E se a intuição do professor Seth sobre a importância da vida estiver no caminho certo, a tecnologia mais provável de ser desenvolvida nesse sentido não será feita de silício e executada em código de programação, mas consistirá nas pequenas coleções de células nervosas do tamanho de grãos de lentilha que estão atualmente sendo cultivadas em laboratórios.
Apelidados de minicérebros pela imprensa, eles são chamados de “organoides cerebrais” pela comunidade científica, que os utiliza para pesquisar como o cérebro funciona e para testes relacionados a medicamentos.
Uma empresa australiana chamada Cortical Labs desenvolveu um sistema de células nervosas em uma placa de vidro capaz de jogar o videogame esportivo Pong, de 1972.
Embora esteja muito longe de ser um sistema consciente, o chamado “cérebro em uma placa” é assustador, pois move uma raquete para cima e para baixo na tela para rebater uma bola pixelada.
Alguns especialistas dizem acreditar que, se a consciência surgir, é mais provável que venha de versões maiores e mais avançadas desses sistemas de tecidos vivos.
O Cortical Labs monitora sua atividade elétrica em busca de quaisquer sinais que possam ser evidência de algo como o surgimento da consciência.
O diretor científico e operacional da empresa, Brett Kagan, está ciente de que qualquer inteligência emergente incontrolável pode ter prioridades que “não estão alinhadas com as nossas”.
Nesse caso, ele diz, um pouco em tom de brincadeira, que possíveis vilões organoides seriam mais fáceis de derrotar porque “sempre haverá água sanitária” para despejar sobre seus neurônios frágeis.
Voltando a um tom mais solene, ele afirma que a pequena mas significativa ameaça da consciência artificial é algo em que gostaria que os grandes nomes da área se concentrassem mais como parte de tentativas sérias de avançar nossa compreensão científica.
No entanto, acrescenta, “infelizmente, não vemos nenhum esforço sério nesse espaço”.
A ilusão de consciência
O problema mais imediato, porém, pode ser como a ilusão de que as máquinas são conscientes nos afeta.
Em apenas alguns anos, poderemos estar vivendo em um mundo povoado por robôs humanoides e deepfakes que parecem conscientes, pondera o professor Seth.

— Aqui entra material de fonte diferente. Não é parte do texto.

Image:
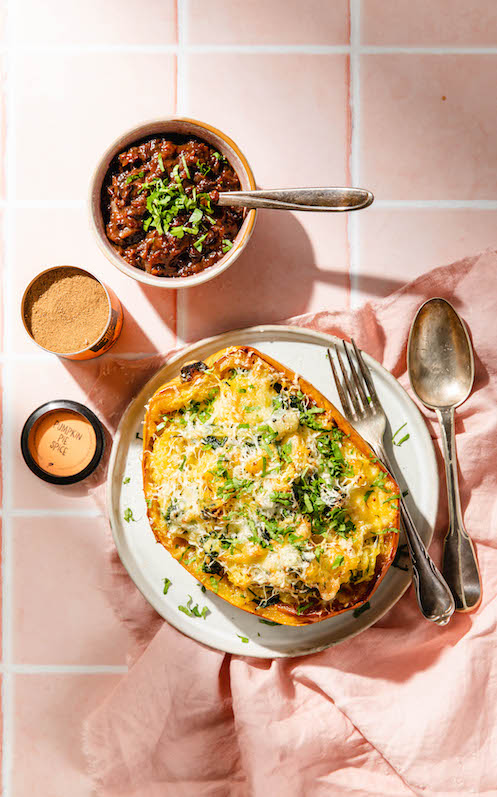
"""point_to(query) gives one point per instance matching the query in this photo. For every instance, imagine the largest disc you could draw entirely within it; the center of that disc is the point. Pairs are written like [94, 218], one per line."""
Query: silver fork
[362, 407]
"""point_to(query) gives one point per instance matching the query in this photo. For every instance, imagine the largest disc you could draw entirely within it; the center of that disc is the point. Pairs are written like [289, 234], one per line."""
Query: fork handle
[432, 593]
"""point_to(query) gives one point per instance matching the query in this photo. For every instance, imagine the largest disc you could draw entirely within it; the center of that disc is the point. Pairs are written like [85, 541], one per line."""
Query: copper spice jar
[69, 312]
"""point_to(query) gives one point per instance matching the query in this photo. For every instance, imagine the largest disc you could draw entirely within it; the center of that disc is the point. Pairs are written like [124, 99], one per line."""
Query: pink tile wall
[313, 93]
[444, 22]
[428, 126]
[249, 22]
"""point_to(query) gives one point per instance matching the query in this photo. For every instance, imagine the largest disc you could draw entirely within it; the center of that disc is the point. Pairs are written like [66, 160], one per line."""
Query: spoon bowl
[440, 356]
[441, 368]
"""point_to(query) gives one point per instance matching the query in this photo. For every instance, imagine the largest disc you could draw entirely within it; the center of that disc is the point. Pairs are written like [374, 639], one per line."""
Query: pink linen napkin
[404, 708]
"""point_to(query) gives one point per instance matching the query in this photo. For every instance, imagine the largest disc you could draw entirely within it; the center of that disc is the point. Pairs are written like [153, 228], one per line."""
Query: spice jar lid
[62, 442]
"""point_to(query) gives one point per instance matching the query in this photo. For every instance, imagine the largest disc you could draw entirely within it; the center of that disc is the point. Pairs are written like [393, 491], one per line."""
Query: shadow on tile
[272, 279]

Ele se preocupa que não seremos capazes de resistir à crença de que a IA tem sentimentos e empatia, o que pode levar a novos perigos.

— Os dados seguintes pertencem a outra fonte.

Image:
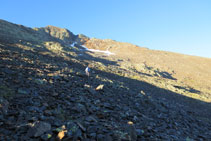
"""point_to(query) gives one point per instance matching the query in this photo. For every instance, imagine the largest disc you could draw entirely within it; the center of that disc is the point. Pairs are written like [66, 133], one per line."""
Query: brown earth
[145, 94]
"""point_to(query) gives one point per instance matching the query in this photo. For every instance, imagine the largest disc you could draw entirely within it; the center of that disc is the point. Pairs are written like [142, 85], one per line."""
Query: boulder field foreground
[133, 93]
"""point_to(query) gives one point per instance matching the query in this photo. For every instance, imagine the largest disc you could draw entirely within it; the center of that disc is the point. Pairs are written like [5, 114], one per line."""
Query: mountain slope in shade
[133, 93]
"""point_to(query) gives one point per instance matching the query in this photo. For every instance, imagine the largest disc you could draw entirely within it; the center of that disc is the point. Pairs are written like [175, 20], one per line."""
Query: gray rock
[38, 128]
[4, 104]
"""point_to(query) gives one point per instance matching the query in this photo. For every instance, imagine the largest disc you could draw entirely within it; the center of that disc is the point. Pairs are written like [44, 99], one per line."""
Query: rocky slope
[143, 94]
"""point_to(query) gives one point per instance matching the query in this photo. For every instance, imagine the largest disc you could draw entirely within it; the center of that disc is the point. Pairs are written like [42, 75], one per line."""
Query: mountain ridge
[133, 94]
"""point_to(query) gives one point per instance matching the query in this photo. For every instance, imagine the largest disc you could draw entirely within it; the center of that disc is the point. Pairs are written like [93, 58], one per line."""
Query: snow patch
[73, 44]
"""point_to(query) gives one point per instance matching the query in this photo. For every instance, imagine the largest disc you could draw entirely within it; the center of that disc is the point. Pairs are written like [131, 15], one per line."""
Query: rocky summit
[132, 93]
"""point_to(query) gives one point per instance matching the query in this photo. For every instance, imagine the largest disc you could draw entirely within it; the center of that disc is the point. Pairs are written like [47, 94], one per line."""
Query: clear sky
[182, 26]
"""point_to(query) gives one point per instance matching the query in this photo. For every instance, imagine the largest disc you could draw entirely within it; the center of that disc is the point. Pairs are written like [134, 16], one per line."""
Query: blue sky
[182, 26]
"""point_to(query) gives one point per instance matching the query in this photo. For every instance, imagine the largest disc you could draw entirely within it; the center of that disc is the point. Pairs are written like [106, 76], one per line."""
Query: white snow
[73, 44]
[95, 50]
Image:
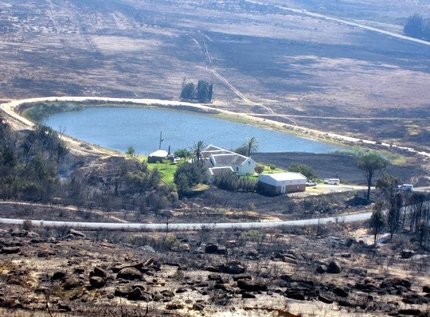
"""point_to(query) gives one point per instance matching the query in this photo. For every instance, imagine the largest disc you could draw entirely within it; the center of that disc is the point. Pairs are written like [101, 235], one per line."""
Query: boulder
[211, 248]
[407, 254]
[10, 250]
[199, 306]
[97, 271]
[44, 253]
[59, 275]
[77, 233]
[123, 290]
[325, 299]
[393, 282]
[251, 286]
[232, 267]
[97, 281]
[130, 273]
[410, 312]
[138, 294]
[415, 299]
[248, 295]
[341, 292]
[72, 283]
[321, 269]
[334, 267]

“Isso significa que confiamos mais nessas coisas, compartilhamos mais dados com elas e estamos mais abertos à persuasão.”
Mas o maior risco da ilusão da consciência é uma “corrosão moral”, diz ele.

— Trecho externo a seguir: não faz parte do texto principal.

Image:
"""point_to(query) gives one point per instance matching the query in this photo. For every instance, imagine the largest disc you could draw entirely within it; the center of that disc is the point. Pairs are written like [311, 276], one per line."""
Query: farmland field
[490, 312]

“Isso distorcerá nossas prioridades morais, fazendo com que dediquemos mais recursos a cuidar desses sistemas em detrimento das coisas reais em nossas vidas”, o que significa que podemos ter compaixão por robôs, mas nos importar menos com outros humanos.
E isso poderia nos mudar fundamentalmente, afirma o professor Shanahan.
“Cada vez mais, os relacionamentos humanos serão replicados em relacionamentos de IA; eles serão usados como professores, amigos, adversários em jogos de computador e até mesmo parceiros românticos. Se isso é bom ou ruim, não sei, mas vai acontecer, e não seremos capazes de impedir.”